The core techniques demonstrated

The workshop walks through live notebook demos of the patterns that matter most in production:

  • Search-and-offload. A custom tool saves raw web-search results to a file and returns only a short summary, so the model never ingests the full dumps. In the demo, summaries of ~400–500 characters replaced source text of ~3,000–3,500 characters per result.
  • Middleware (pre- and post-model hooks). Middleware intercepts the agent loop to add observability, guardrails, summarization, PII redaction, and dynamic prompts without changing agent code.
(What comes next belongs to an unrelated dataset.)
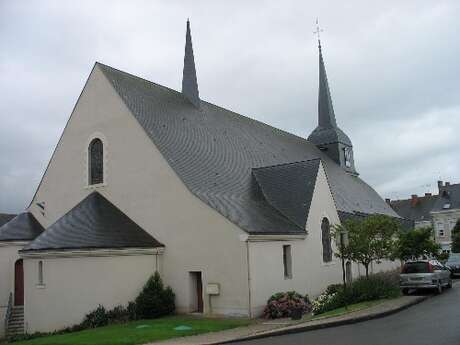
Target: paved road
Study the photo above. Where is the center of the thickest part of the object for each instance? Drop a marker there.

One demo ran nine searches yet grew the context by only 999 tokens.
  • Automatic compression / auto-compaction. Frameworks auto-compact when context reaches ~85–90% full — the same mechanism behind Claude Code's auto-compact — replacing a 129,000-character tool result with a pointer to a saved file.
  • Subagent delegation. A supervisor agent delegates noisy work to focused subagents, each with its own fresh context window, which return compact summaries. In the final demo this offloaded ~153,000 tokens while keeping the supervisor clean.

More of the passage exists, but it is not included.